Fjällbacka, 1975
La situación se había vuelto insostenible. Las preguntas de los vecinos y las autoridades empezaban a ser demasiadas y comprendieron que no podrían seguir viviendo allí. Después de que Agneta se mudara a España, la madre de Laila empezó a llamarlos cada vez con más frecuencia. Se sentía sola y, cuando les habló de una casa que vendían a muy buen precio a las afueras de Fjällbacka, fue fácil tomar la decisión. Se mudarían allí otra vez.
Laila sabía que era una locura, que era peligroso estar demasiado cerca de su madre. Aun así, la llama de la esperanza prendió en su interior y creyó que tal vez ella les ayudaría y todo sería más sencillo si en la nueva casa, que estaba algo aislada y alejada de vecinos curiosos, los dejaban en paz.
Pero la llama de la esperanza no tardó en apagarse. La paciencia de Vladek disminuía y las discusiones se sucedían sin cesar. De lo que los unió en su día no quedaba ni rastro.

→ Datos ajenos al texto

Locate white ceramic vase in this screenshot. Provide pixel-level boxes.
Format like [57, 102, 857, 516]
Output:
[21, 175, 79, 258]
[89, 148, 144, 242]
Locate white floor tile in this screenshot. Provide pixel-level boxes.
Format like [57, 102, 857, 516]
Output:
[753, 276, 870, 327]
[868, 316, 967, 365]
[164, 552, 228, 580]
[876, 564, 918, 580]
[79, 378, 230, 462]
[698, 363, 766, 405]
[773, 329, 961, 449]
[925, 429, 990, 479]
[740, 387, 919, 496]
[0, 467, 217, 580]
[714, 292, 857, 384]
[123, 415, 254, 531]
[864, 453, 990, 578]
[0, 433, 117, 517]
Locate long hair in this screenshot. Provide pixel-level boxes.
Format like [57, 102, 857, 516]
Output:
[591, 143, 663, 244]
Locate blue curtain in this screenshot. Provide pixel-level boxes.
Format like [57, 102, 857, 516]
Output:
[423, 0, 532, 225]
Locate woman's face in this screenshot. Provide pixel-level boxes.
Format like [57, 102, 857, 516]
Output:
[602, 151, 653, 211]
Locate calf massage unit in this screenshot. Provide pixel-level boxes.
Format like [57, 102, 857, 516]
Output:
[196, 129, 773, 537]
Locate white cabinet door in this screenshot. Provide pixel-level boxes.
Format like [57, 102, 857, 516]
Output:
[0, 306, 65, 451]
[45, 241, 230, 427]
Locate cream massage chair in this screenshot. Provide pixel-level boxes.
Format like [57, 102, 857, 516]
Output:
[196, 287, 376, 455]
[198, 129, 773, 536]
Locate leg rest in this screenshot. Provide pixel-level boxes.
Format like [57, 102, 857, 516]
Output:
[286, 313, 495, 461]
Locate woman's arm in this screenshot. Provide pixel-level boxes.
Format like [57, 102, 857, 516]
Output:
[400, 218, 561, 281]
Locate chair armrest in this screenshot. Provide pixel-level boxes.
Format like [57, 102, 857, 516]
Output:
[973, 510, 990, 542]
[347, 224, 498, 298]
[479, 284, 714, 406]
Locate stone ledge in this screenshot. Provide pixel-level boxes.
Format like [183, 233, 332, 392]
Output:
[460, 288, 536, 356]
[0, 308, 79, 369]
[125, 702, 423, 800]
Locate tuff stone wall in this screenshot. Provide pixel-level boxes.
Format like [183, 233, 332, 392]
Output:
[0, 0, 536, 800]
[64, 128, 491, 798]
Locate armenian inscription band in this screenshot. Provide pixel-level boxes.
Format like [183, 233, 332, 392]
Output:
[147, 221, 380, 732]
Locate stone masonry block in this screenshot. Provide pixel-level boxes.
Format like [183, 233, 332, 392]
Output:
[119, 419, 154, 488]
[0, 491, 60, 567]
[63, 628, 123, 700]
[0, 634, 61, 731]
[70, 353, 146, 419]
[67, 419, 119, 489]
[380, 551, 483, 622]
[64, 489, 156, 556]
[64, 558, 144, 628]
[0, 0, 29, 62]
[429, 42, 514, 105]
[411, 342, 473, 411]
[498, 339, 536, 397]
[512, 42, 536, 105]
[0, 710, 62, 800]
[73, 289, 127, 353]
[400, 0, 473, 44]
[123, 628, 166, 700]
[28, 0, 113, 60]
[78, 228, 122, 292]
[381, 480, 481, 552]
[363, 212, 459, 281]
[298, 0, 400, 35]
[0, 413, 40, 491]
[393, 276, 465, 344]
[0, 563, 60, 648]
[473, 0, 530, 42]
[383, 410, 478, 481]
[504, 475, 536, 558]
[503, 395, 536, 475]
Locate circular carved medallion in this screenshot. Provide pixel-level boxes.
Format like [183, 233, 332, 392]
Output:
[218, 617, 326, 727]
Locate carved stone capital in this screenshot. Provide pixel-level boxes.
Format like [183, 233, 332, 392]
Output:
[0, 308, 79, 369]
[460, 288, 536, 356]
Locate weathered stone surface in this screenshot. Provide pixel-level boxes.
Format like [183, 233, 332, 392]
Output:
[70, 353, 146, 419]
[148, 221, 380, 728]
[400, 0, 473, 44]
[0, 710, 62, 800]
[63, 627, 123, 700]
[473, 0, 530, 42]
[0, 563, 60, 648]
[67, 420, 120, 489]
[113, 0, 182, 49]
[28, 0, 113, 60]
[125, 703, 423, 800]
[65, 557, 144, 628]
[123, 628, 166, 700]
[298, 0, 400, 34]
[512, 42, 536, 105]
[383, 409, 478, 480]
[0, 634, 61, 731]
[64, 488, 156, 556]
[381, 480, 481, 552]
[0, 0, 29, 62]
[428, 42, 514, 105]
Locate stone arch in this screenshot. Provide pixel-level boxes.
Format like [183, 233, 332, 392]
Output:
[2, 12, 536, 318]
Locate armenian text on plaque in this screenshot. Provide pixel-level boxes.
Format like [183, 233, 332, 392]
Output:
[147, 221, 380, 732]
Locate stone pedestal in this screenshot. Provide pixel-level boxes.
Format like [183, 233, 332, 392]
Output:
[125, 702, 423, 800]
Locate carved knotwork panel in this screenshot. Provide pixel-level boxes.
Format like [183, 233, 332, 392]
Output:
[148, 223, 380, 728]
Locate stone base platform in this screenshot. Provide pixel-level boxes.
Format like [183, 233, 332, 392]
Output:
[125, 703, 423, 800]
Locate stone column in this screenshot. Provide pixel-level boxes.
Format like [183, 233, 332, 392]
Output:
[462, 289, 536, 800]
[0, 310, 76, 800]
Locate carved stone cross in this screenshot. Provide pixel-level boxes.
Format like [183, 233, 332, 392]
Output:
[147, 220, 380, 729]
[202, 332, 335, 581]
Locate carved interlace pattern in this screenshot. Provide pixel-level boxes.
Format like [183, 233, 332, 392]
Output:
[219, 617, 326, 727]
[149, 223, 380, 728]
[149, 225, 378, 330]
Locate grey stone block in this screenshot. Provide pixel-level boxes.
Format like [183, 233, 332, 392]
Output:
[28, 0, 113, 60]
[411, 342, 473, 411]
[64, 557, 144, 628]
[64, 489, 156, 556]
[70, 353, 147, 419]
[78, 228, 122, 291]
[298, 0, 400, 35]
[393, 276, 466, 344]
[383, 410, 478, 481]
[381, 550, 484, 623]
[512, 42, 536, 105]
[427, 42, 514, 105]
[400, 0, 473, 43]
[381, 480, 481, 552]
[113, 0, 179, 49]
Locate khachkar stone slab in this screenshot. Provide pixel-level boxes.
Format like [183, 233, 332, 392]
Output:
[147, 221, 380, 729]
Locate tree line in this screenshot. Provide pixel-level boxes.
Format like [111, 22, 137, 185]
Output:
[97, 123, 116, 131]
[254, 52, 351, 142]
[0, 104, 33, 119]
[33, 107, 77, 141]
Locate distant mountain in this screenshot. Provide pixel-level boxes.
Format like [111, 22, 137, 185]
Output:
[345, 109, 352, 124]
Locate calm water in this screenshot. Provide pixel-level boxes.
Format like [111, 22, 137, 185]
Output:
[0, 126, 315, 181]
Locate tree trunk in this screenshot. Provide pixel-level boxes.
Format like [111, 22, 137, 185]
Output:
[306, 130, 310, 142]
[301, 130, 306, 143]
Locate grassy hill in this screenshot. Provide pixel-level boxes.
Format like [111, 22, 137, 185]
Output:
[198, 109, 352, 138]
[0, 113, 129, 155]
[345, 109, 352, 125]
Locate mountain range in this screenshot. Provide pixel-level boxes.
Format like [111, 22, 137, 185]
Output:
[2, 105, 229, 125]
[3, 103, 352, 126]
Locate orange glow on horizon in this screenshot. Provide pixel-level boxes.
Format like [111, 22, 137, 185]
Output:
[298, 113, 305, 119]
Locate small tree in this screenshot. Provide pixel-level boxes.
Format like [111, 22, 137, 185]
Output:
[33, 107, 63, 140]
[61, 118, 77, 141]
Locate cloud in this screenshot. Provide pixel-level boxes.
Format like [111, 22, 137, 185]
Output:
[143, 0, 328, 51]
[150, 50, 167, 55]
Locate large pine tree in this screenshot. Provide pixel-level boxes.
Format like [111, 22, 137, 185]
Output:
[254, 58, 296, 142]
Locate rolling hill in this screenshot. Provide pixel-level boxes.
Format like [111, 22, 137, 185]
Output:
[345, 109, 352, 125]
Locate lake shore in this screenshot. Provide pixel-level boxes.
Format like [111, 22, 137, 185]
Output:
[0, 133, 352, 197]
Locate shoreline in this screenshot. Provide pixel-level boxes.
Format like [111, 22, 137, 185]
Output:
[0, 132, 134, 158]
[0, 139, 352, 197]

Ayer su madre se presentó de pronto en su casa. Se le veía la preocupación en la cara y, en un primer momento, Laila quiso arrojarse en sus brazos, ser pequeña otra vez y llorar como una niña. Luego notó la mano de Vladek en el hombro, percibió la fuerza cruel que poseía y se le pasó enseguida. Con toda la calma del mundo, Vladek le dijo lo que había que decir, a pesar de que a su madre le dolería oírlo.
La mujer se dio por vencida y cuando Laila la vio alejarse hacia el coche con los hombros hundidos, sintió deseos de llamarla a gritos, de decirle que la quería, que la necesitaba. Pero las palabras se le helaron en la garganta.
A veces se preguntaba cómo había podido ser tan tonta y creer que la mudanza cambiaría algo. El problema era suyo y nadie podía ayudarles. Estaban solos. Y no podía dejar que su madre entrara en el infierno en el que vivían.
A veces se acurrucaba junto a Vladek por las noches y recordaba los primeros años, cuando dormían así. Todas las noches dormían abrazados, aunque en realidad pasaban calor con el edredón. Ahora, ella ya no dormía. Se pasaba las noches despierta al lado de Vladek, escuchando sus leves ronquidos y su respiración. Y viendo cómo se estremecía en sueños y los ojos se le movían inquietos bajo los párpados.